そっと手を伸ばすと、触れることができた。ビロードの滑らかな手触りがした。
「これ……どうしたの?」
「昨日の夕方、取りに実家に戻った。だから一時的に君から離れた。不安にさせたみたいで、ごめんね」
物を浮かせられるのは見ていたからわかる。
だけど、隠し持つことまでできるなんて、いったいどうなってるんだろう。
聞いてもきっと彼にも答えられないだろうけど。
「本当はさ、月曜日に渡すつもりだったんだ」
私たちの運命をわけた月曜日だ。
あの日、ちゃんと待ち合わせ場所に行ったら、彼は事故に遭わなくてすんだのだろうか。
「女性は指輪を自分で選びたいものだよね? 作るのはあとからでもできるから、石だけ買っておいたんだ。

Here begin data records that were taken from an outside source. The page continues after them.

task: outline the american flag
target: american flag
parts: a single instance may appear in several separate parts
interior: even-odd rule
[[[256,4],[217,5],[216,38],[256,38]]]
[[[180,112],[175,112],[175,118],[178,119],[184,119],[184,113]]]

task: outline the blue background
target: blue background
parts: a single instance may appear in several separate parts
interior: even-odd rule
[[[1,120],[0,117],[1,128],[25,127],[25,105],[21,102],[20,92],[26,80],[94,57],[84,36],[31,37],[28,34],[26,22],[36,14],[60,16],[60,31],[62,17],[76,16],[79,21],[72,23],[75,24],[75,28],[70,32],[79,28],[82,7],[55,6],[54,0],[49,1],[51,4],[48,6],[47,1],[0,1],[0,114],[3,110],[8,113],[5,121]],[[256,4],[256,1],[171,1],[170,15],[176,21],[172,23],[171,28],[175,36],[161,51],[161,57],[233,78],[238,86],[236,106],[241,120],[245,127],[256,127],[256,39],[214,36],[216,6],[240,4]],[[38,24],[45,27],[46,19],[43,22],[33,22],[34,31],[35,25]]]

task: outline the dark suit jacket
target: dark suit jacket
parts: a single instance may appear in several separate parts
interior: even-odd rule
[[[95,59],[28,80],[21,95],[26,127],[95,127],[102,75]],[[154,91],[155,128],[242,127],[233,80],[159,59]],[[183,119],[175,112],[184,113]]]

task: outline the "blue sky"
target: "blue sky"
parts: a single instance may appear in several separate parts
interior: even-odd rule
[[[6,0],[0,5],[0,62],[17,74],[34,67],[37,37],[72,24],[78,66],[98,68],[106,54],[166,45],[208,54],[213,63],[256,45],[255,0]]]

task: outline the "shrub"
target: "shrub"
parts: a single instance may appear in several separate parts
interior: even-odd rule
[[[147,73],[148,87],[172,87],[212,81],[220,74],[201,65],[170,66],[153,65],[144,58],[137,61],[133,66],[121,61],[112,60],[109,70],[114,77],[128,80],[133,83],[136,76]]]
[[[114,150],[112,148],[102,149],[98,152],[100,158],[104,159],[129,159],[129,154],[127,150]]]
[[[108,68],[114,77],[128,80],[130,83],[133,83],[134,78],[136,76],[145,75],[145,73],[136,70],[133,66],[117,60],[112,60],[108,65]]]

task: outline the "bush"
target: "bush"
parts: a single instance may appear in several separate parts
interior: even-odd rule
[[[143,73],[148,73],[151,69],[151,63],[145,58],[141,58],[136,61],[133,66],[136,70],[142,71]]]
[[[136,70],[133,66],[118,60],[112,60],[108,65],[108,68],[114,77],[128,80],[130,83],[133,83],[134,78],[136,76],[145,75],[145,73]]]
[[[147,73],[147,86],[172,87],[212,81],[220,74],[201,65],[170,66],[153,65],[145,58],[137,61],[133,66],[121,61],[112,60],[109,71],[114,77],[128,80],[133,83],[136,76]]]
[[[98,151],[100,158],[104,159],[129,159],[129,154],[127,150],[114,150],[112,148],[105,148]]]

俺はドジだからあの日も家に忘れてたんだけどね」
彼はごまかすように笑う。
涙で潤んで、彼の姿がぼやけた。
「俺の遺産、受け取ってくれる?」
「そんなプロポーズする人、あなたくらいよ」
私は目を拭ってからケースをしっかりと受け取った。
「これからも一緒にいてね」
「もちろんだよ!」
答える彼は、晴れやかに笑顔を浮かべた。
「このダイヤがあれば死後認知がしやすくなると思う。俺に結婚する意志があったってことだから」
この前、あれがあればって言っていたのは、このダイヤのことだったんだ。
はっきり言ってくれたら良かったのに。
私も、怖がらずに聞けばよかった。
後悔しても戻らないけど、でもこれからは。